My dad grew up in the Philippines, that great culinary intersection of indigenous, Chinese, Spanish, Indo-Malay, and many other great cuisines. But one of the most significant influences on modern Filipino cuisine is American food. When the Philippines became a commonwealth of the US in 1934, there were already a lot of Americans living on the islands, and the influence of these residents reached into the kitchens of the Filipinos of every class.
Hot dogs, bistek (literally thin slices of beef steak cooked with onions and peppers), and a variety of other foods became more and more popular the longer the Americans stayed. And what else did they bring to the table? Fried chicken, my friends. Fried. Chicken.
While fried chicken in the States is something we all grew up eating, Filipino fried chicken is a whole other animal – crispy, golden brown skin covering meat that’s been brined in more than the usual sugar-salt-water mixture. There’s a savory-sweet balance that happens in your first bite that has nothing to do with sauce.
Max’s Restaurant is an institution in the Philippines, a chain known throughout as “the house that chicken built.” And while I rarely have the time to travel to my parents’ homeland, I make time whenever I can to travel to Glendale for a taste of home.
But it’s not just chicken I’m going for. Max’s is known for having Filipino food that’s friendly to the American palate, and when I last went with my friends, we had some non-Pinoys with us who were experiencing our cuisine for the first time. To that end, we enjoyed a variety of food. Our dinner, chronicled below, is what happens when you let me order my favorite dishes…
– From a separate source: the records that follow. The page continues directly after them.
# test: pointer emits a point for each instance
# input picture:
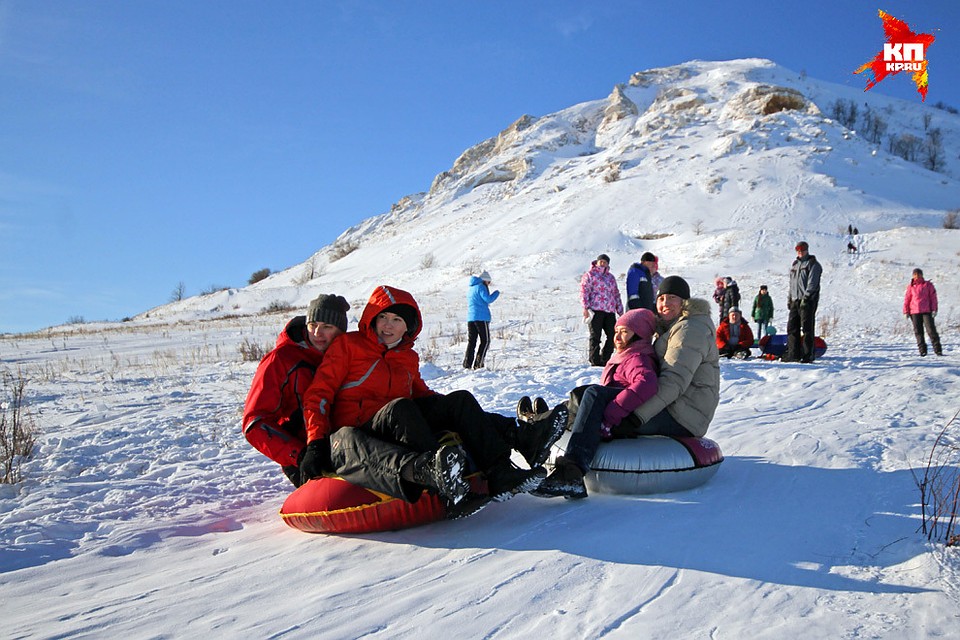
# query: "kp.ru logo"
(904, 50)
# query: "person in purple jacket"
(629, 379)
(920, 305)
(601, 301)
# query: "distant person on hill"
(655, 279)
(601, 306)
(688, 385)
(734, 337)
(479, 299)
(731, 297)
(628, 380)
(762, 311)
(641, 292)
(273, 413)
(803, 297)
(718, 291)
(920, 305)
(372, 420)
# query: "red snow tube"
(333, 505)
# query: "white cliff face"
(717, 166)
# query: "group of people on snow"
(353, 403)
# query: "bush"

I’ve talked about lumpia before, but this version above is old school. Minced pork and vegetables are seasoned lightly, then wrapped in a paper-thin wrapper and deep fried. Served with sweet and sour sauce, this is definitely the gateway drug to Filipino food.
When I was little and we went to smaller Filipino restaurants that smelled of fried fish and vinegar, this dish didn’t appeal to me. Maybe it was the mix of aromas and flavors. But now, after having had Max’s, I am sold. Kare-kare, above, is a rich stew made of a peanut sauce, oxtail, beef shank, and vegetables. The veggies keep their color and crunch, while the meat turns extra tender.
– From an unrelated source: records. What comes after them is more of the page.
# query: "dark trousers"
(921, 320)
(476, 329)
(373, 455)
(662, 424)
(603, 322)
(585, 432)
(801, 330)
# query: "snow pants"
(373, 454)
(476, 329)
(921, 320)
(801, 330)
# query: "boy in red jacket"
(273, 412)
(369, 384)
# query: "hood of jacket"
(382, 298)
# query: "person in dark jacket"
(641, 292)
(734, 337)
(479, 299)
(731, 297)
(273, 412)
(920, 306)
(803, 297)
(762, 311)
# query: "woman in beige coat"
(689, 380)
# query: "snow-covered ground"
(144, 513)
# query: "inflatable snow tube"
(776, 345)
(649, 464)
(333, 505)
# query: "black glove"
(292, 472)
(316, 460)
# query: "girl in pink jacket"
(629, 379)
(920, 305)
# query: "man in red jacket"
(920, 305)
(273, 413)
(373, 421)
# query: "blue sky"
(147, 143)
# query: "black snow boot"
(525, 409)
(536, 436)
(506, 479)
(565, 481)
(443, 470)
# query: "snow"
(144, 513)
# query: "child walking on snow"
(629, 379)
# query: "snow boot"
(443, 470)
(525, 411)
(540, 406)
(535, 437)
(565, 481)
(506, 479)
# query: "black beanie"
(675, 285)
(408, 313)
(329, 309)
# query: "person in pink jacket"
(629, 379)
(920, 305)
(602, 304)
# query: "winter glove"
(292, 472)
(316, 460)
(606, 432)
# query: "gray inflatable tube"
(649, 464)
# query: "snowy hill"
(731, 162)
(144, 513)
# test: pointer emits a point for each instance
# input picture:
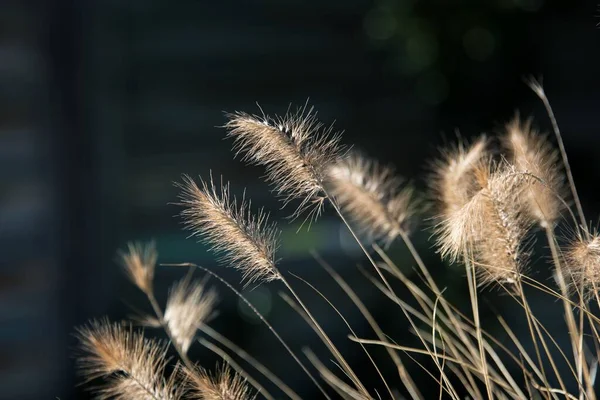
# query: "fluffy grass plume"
(490, 229)
(245, 241)
(139, 262)
(296, 150)
(223, 385)
(452, 179)
(531, 152)
(132, 366)
(189, 305)
(372, 196)
(582, 256)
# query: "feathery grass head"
(245, 241)
(296, 150)
(490, 229)
(373, 196)
(189, 305)
(133, 367)
(452, 181)
(139, 262)
(223, 385)
(531, 152)
(582, 258)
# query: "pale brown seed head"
(295, 149)
(245, 241)
(452, 180)
(132, 366)
(189, 305)
(223, 385)
(139, 262)
(372, 196)
(582, 257)
(531, 152)
(490, 230)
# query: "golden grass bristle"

Because this was a Filipino dinner, pork had to be featured prominently. This showstopper is called crispy pata: pork hock marinated and then cooked in secret spices (everyone who makes this has their own mixture), then deep fried and garnished with spicy minced peppers. Served with pickled veggies on the side to cut through all the unctuously incredible fat.
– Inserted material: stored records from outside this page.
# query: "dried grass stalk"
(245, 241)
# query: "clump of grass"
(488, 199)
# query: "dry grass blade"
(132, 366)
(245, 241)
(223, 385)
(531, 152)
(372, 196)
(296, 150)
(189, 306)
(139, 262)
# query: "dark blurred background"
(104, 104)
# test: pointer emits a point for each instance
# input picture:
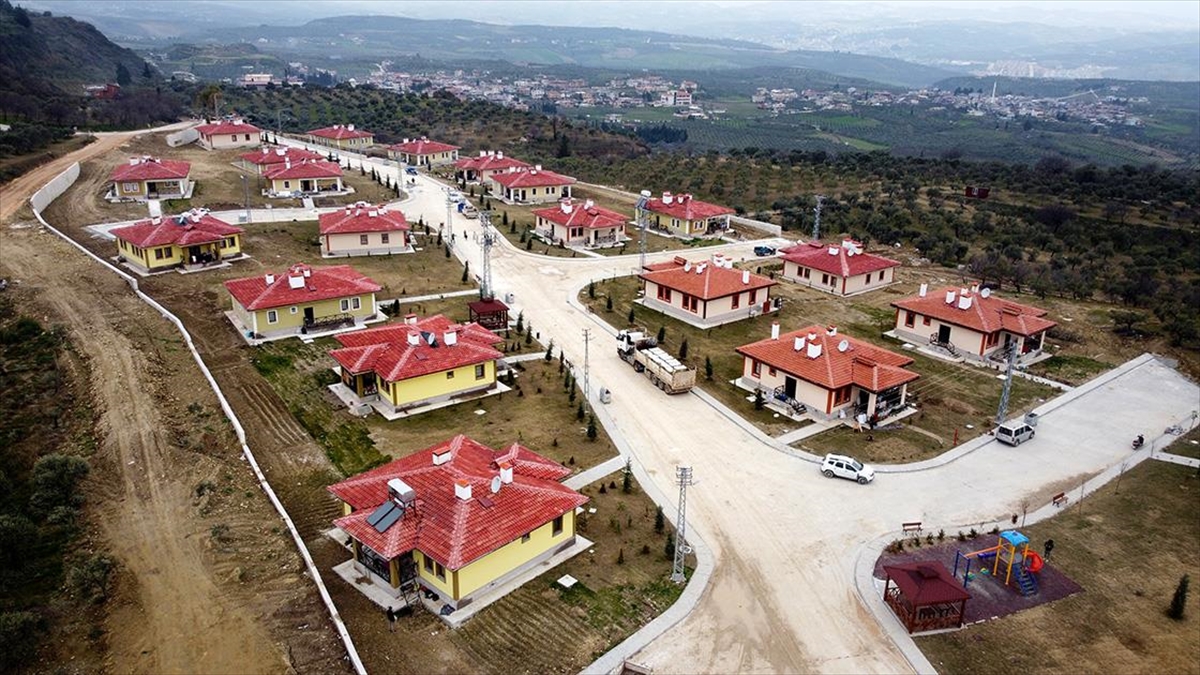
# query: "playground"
(996, 587)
For dessert, we had halo halo. Now, before you go thinking that this is some crazy looking Taiwanese shaved ice or Korean binsoo, let me tell you a story.
My paternal grandmother was really, really into storytelling. She used to tell me fairy tales where she was a princess-type person and our family was made of tons of different ethnicities of people. None of us can truly attest to the veracity of all her stories, but one thing she told me is that we’re a little mixed in our gene pool. Since halo halo literally means “mixed together,” it became my favorite dessert. This wild combination of jellied beans and fruits (yes, beans), flan, evaporated milk, shaved ice, crisped rice, and ube ice cream (that’s purple yam, and not at all like what you expect) has been gaining traction since Season 4 of Top Chef’s avocado-mango-kiwi-nuts extravaganza, but I prefer the old school madness above.